A Taiwanese researcher has discovered evidence of how planets formed in the early stages of the solar system, which could lead to a better understanding about how life on Earth emerged.
Lai Shih-ping (賴詩萍), a professor at National Tsing Hua University who leads an international research team, said previous studies indicated planets form millions or tens of millions of years after the birth of a star.
However, Lai’s discovery of a “protoplanetary” disk — a plate-like field upon which planets are formed — shows that planet formation could occur in less than 1 million years.
The findings are published in the latest issue of the scientific journal Astronomy and Astrophysics.

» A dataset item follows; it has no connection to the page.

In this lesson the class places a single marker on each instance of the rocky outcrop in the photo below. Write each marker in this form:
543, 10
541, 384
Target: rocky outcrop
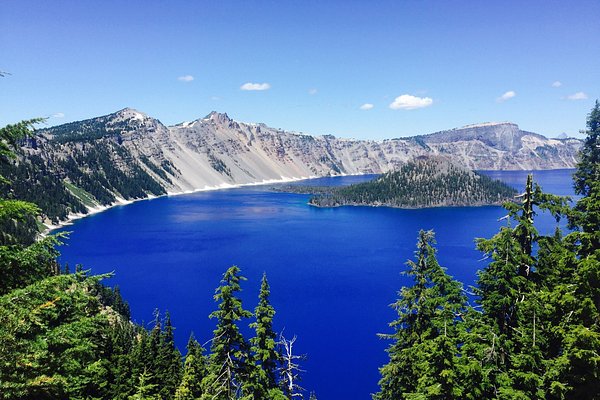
217, 151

The project has taken Lai two years of planning with Nadia Murillo, a doctoral student in Germany, using the world’s most advanced radio telescopes, known as astronomical interferometers, developed jointly by European, US and Asian scientists.
A large group of radio telescopes, named the Atacama Large Millimeter Array (ALMA) has enabled Lai’s team to examine a protostellar system called VLA1623A to better understand the correlation between the field and the planets.
“The ALMA is amazing. It’s 10 times more powerful than the Hubble telescope,” she said.
There are similarities between VLA1623A and our own solar system, which make it possible to apply some of the findings to Earth’s formation, Lai said.